As per the policy of reviving closed PEs announced in the budget for the current fiscal year, the government has already invested over Rs 300 million to the sick public enterprises (PEs), majority of which are financially not viable.
According to officials of the Ministry of Finance, MOF has released nearly Rs 90 billion during the current fiscal year to bring the Hetauda Textile Factory back into operation. The factory, which was established in mid-seventies under the Chinese financial and technical cooperation, was shutdown in 2002 amid mounting losses and shrinking market share. “The government is in the process of disbursing additional Rs 21 million to clear power dues owned by the factory,” said Tej Ranta Shakya, joint secretary of the MOF.
Similarly is the case for Gorakhkali Tire Factory, in which the government share in the factory has lately increased to 80 from last year´s 20 percent. “Addition investment of Rs 50 million and conversion of past loans worth Rs 360 million into equity shares has raised government´s share of the factory to 80 percent,” Shakya said.
According to the concerned officials, the government has adopted a three-stage plan to bring the factory back in full-fledge operation to ensure its financial sustainability. The first-stage that will focus on maintenance and repairing of the factory, will end by coming mid July,” said the official and added that the two years long second phase will basically focus on modification and commercialization of the factory.

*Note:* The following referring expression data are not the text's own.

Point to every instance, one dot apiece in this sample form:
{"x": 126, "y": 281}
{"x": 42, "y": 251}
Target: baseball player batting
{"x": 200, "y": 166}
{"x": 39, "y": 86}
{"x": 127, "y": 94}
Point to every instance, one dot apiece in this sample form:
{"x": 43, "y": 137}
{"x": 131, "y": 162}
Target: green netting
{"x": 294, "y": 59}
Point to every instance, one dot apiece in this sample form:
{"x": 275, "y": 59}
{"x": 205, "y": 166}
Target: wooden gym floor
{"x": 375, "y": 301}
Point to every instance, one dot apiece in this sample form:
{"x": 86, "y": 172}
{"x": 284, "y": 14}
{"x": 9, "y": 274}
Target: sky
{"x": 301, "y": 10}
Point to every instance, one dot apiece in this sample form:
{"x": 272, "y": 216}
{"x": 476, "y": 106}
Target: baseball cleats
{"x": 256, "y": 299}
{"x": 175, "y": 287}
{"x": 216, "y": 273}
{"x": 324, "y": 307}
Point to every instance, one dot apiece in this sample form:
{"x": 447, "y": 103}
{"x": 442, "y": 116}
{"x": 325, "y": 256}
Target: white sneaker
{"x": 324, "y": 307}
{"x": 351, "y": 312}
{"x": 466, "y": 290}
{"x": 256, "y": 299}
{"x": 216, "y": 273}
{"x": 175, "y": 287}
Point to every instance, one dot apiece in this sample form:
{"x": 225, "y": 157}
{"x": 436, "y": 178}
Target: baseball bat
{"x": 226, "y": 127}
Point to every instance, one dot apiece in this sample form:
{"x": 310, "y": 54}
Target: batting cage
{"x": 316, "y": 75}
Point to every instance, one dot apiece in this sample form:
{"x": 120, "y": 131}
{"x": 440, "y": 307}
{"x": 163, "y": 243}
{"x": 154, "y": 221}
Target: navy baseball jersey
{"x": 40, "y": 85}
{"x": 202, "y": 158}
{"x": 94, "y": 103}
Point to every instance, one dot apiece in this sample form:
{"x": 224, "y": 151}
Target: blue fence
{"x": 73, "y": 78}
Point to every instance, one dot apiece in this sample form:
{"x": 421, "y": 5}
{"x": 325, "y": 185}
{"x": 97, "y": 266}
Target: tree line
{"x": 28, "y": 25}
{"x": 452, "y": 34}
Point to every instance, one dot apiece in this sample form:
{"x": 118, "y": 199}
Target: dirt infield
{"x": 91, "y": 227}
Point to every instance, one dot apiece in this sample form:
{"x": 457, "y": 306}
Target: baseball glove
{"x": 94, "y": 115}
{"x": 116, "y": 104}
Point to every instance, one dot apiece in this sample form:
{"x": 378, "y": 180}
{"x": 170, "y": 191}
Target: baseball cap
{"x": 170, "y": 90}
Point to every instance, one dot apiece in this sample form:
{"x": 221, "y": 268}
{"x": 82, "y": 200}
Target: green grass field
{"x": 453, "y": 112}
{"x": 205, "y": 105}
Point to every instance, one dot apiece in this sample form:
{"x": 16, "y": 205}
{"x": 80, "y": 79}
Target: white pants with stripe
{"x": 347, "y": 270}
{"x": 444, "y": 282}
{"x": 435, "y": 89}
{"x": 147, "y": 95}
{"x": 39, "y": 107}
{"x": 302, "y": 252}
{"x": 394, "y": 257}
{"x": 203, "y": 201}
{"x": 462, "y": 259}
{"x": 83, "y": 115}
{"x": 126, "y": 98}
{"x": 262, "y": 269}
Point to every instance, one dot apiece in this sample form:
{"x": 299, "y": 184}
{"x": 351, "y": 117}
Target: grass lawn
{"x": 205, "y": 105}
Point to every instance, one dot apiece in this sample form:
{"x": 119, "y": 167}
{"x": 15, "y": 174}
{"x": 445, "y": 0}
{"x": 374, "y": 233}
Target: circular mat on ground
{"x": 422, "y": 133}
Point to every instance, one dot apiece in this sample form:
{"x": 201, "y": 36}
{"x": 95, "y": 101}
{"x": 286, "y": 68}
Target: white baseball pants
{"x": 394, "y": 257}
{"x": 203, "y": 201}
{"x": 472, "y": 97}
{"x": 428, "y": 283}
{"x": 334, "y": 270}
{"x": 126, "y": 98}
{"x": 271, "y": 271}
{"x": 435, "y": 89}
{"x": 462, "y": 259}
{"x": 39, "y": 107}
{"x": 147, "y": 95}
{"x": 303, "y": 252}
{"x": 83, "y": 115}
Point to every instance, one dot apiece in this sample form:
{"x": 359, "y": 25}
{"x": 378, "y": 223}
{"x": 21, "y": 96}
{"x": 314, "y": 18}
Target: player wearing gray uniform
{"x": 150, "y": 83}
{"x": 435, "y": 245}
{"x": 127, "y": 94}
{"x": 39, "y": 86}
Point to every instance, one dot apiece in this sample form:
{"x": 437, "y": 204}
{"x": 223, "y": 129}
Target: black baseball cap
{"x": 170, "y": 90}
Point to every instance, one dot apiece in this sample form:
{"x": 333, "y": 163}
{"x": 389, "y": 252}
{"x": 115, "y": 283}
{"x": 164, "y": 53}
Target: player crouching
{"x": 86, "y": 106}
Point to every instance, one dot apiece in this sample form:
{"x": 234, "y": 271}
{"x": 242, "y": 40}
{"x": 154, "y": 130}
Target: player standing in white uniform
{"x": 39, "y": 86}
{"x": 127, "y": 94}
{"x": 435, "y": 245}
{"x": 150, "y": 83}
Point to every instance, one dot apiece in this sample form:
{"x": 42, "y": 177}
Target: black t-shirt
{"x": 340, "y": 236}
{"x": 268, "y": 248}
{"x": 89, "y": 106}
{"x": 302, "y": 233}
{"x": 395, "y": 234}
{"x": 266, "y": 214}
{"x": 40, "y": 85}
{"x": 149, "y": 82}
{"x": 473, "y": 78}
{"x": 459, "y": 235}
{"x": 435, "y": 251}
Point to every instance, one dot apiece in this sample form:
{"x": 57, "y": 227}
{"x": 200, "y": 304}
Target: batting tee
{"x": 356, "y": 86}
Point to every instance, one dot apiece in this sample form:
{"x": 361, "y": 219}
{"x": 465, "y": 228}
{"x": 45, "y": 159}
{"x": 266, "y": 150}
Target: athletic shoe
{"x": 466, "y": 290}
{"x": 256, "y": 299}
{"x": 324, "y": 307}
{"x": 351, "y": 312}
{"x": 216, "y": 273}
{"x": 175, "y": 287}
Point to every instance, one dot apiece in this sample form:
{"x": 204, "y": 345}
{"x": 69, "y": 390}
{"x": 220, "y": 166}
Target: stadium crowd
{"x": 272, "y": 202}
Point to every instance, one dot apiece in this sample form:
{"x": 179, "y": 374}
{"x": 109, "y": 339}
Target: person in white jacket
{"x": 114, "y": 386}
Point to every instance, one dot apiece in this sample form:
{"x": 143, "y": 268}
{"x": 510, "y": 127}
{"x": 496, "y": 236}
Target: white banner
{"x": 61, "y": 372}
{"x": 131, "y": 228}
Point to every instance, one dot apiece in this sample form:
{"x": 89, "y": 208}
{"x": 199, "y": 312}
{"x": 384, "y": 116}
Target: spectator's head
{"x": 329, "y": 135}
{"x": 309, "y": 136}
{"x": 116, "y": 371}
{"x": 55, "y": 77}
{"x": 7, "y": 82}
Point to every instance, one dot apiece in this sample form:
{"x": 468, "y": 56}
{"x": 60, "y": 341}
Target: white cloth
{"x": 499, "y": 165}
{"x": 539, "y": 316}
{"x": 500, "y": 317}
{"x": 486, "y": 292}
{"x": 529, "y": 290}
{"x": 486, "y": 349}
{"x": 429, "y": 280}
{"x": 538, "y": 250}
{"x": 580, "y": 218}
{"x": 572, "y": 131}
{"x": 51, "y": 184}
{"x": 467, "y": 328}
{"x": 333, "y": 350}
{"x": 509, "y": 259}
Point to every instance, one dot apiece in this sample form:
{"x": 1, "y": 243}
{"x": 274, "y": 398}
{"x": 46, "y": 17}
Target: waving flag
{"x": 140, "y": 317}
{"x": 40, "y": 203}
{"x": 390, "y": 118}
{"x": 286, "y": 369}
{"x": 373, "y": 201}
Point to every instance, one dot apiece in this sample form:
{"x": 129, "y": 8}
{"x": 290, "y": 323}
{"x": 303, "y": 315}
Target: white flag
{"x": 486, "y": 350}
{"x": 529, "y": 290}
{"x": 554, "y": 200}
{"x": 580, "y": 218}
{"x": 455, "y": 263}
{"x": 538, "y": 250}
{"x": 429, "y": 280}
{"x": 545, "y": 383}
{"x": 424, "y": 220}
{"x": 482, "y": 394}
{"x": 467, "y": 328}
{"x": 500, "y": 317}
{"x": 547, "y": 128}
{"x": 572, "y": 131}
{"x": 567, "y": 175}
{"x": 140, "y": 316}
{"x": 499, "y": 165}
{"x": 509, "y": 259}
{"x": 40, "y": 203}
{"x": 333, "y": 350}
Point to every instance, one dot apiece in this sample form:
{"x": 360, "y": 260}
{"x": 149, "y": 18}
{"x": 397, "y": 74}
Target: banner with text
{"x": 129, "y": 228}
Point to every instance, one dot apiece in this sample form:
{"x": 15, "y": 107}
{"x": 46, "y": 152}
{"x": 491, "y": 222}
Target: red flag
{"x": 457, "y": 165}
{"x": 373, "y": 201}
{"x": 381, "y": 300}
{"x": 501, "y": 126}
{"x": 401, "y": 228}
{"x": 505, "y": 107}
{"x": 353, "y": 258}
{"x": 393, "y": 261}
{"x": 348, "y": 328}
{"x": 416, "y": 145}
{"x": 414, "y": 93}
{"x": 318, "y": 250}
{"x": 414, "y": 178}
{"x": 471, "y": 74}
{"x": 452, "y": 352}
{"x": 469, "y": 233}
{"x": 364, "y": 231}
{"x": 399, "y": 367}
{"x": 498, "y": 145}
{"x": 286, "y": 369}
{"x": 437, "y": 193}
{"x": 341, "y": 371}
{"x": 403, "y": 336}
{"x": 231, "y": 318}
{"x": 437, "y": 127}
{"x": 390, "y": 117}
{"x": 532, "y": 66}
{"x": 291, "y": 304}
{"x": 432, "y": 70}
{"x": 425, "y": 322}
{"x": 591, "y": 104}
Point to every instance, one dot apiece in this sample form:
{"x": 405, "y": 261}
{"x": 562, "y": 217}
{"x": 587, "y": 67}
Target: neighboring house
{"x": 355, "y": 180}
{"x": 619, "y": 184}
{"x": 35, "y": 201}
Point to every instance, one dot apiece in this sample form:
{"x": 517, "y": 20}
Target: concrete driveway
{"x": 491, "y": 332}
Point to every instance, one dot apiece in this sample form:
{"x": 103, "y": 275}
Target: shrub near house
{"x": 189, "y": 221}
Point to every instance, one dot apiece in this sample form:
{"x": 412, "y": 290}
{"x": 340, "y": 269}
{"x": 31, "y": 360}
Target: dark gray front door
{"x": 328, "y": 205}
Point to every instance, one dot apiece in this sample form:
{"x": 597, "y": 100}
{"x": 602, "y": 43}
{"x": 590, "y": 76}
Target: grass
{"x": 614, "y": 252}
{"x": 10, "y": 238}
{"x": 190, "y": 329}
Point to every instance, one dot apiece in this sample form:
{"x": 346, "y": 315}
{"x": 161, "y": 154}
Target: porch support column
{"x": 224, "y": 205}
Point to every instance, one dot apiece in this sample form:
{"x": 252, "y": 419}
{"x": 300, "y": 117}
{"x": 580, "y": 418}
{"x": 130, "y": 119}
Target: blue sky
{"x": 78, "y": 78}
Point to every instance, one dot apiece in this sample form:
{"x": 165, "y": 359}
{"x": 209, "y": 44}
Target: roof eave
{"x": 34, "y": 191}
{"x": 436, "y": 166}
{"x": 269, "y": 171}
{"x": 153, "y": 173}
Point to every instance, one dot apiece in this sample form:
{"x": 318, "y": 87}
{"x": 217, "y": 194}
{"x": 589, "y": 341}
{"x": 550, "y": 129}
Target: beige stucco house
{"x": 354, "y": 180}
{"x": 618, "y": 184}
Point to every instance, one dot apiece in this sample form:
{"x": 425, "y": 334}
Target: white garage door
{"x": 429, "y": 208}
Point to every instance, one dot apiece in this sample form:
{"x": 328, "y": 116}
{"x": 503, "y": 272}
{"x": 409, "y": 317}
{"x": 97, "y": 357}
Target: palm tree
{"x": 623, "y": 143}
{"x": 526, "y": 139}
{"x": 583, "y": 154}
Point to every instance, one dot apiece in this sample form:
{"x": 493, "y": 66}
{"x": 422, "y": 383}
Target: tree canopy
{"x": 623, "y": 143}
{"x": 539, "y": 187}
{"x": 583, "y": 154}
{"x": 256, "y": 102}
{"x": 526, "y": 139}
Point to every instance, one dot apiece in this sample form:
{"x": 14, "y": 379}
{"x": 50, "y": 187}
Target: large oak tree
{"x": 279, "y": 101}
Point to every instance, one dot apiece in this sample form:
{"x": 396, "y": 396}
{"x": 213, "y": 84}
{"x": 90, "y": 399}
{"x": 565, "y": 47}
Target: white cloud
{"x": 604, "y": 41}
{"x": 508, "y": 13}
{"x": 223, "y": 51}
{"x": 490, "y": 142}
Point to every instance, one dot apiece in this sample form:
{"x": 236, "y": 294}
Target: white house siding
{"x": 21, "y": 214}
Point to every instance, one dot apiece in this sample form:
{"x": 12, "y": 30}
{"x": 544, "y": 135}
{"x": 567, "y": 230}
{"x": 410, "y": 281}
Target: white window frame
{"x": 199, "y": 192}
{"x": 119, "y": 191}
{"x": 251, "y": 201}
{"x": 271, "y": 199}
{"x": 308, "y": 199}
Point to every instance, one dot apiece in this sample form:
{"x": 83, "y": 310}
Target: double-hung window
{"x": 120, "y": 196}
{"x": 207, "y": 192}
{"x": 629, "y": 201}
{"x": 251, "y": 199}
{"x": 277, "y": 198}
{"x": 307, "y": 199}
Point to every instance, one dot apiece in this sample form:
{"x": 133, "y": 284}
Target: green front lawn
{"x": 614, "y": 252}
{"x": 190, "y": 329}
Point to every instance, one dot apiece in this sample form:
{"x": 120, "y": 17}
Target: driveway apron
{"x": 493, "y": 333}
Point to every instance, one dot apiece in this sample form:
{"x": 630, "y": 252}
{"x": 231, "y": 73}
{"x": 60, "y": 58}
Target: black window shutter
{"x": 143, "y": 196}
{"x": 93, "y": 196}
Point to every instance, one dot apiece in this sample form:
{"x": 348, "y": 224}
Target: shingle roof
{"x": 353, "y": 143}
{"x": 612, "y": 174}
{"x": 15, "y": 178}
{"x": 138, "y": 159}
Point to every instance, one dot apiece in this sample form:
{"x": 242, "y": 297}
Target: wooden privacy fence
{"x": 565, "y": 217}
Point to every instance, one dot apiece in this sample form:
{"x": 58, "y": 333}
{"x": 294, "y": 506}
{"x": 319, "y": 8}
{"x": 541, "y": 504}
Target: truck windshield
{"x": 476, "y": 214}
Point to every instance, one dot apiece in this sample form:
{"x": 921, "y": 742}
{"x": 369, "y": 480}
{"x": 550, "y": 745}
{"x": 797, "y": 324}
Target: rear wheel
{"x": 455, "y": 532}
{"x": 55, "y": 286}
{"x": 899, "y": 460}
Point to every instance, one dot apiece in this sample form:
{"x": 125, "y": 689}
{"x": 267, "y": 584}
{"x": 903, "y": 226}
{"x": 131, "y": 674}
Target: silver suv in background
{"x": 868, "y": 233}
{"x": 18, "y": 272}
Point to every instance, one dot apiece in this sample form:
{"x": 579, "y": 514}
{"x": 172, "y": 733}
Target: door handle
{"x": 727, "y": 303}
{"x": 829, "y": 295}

Likewise, the government has so far invested Rs 30 million to restart the production at Agricultural Tools Factory which has been closed for last six year. The factory, which was privatized in mid-nineties, was retaken by the government the private party failed to clear its financial terms and condition agreed with the government.
Similarly, Biratnagar Jute Factory, one of the most problematic factories run by the government, has already received Rs 80 million and negotiations are on with the management of the factory for additional disbursements, said an official. The government has share equity of 46 percent in the factory.
A high level committed formed by the government in 2006 recommended the government not to make additional investments to the sick PEs in the names of running capital, shares and loans. The committee also underlined that the there was no alternative to the privatization of the PEs and suggested the government initiate a new round of privatization by forming a separate privatization bureau at the Prime Minister´s Office.